Fleet Commander is deployed in each of your environments. It evaluates all of the namespaces within an environment and makes virtual machine instance requests on behalf of the environment to AMS Core.

AMS Core

AMS Core is the multiregional orchestrator that processes requests from the Fleet Commanders in all the customers' environments to find virtual machine resources for them.

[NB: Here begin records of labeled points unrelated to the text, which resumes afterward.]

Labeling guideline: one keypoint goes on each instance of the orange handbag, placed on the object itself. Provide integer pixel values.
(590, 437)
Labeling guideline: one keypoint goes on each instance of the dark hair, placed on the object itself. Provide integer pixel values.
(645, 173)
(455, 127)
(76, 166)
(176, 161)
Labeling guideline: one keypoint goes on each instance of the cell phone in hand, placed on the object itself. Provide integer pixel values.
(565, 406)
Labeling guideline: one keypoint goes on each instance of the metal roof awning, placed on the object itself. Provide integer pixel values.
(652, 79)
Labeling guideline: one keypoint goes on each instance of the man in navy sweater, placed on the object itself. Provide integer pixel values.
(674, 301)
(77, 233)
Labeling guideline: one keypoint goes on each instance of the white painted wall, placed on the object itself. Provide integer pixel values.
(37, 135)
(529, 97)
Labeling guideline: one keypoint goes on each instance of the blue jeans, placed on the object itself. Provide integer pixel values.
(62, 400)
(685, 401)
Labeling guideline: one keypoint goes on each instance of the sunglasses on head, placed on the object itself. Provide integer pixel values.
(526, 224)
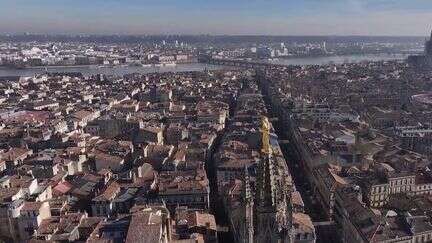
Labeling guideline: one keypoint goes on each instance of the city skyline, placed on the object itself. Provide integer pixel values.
(257, 17)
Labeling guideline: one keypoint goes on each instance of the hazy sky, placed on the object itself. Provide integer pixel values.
(276, 17)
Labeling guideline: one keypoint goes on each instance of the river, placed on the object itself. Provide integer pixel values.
(121, 70)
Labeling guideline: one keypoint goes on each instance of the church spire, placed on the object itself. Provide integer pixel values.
(265, 187)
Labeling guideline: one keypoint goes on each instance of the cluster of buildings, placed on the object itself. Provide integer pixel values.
(361, 134)
(425, 60)
(111, 159)
(253, 178)
(20, 55)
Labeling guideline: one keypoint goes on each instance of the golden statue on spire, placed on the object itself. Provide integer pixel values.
(265, 130)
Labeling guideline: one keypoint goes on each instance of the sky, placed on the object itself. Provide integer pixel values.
(231, 17)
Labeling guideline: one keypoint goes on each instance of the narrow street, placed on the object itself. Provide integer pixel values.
(216, 203)
(312, 207)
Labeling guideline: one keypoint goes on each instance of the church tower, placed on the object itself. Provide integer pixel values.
(272, 210)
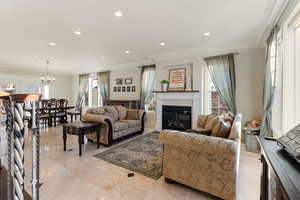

The regional orchestrator will also make sure that every virtual machine is assigned to exactly one owner so that you don't have to worry about noisy neighbors.

Watchdog

The watchdog manages and monitors the life cycle of the dedicated servers on each virtual machine. It also emits observability metrics and analytic events to the respective platforms.

Other key concepts

Dedicated server

A dedicated server (DS) is a disposable game server that hosts one game session. The dedicated server is discarded and replaced with a new one by AMS once it has finished serving a game session. Not to be confused with a peer-to-peer (P2P) server.

Fleet

A fleet is a collection of dedicated game servers, active or idle, to serve game sessions.

Quality of service

Each regional cluster will have its own quality of service (QoS) servers that are used to verify the performance between your players' locations and the regional cluster. This data is used to find out the best region for your players to play in.

In practice, once your game is integrated with the AccelByte Client SDK, the SDK will automatically ping each of the available regions to keep the connection data updated for you.

Virtual machine

A virtual machine (VM) is the host to run your dedicated servers, sourced from a cloud provider or from baremetal in the regional resource pool. A typical virtual machine belongs to one of the AccelByte virtual machine instance families.

Dedicated server states

The dedicated server states keep track of the life cycle of a dedicated server. The states are:

  • Creating
  • Ready
  • In Session
  • Drain
  • Unresponsive

The change of states of a dedicated server are described in the following diagram.

Image of dedicated server states diagram

Timeouts

Timeouts are time limits that are applied to your dedicated servers during some of the states in their life cycles. All these time outs are configurable in the Admin Portal.

Creation timeout

The creation timeout starts when the watchdog spins up your dedicated server and marks its state as Creating. It gives a configurable time limit for your dedicated server to initialize so that if your dedicated server fails to initialize, the watchdog will remove the server and start another one again in its place.

The creation timeout is applicable only when the dedicated server is in the Creating state. Once the dedicated server registers itself to the dedicated server manager, it will enter the Ready state.

Session timeout

The session timeout starts when a dedicated server starts serving a game session and enters the In Session state. This timeout gives a time limit for your dedicated server to serve a game session so that the watchdog can remove any stale servers that fail to exit normally after a game session has finished. If this timeout is exceeded, the watchdog sets the state of the server to Drain.

Drain timeout

The drain timeout starts when a dedicated server receives the drain signal from the watchdog and enters the Drain state. This timeout gives a time limit for your dedicated server to finish any last minute operations before it exits itself, or waits for the watchdog to forcibly stop it.

Unresponsive timeout

The unresponsive timeout refreshes when a server finishes its last health check with the watchdog. This timeout gives a time limit for your dedicated server to recover its connection to the watchdog in case of any service interruption. If this timeout is exceeded, the watchdog removes the server and restarts another one in its place.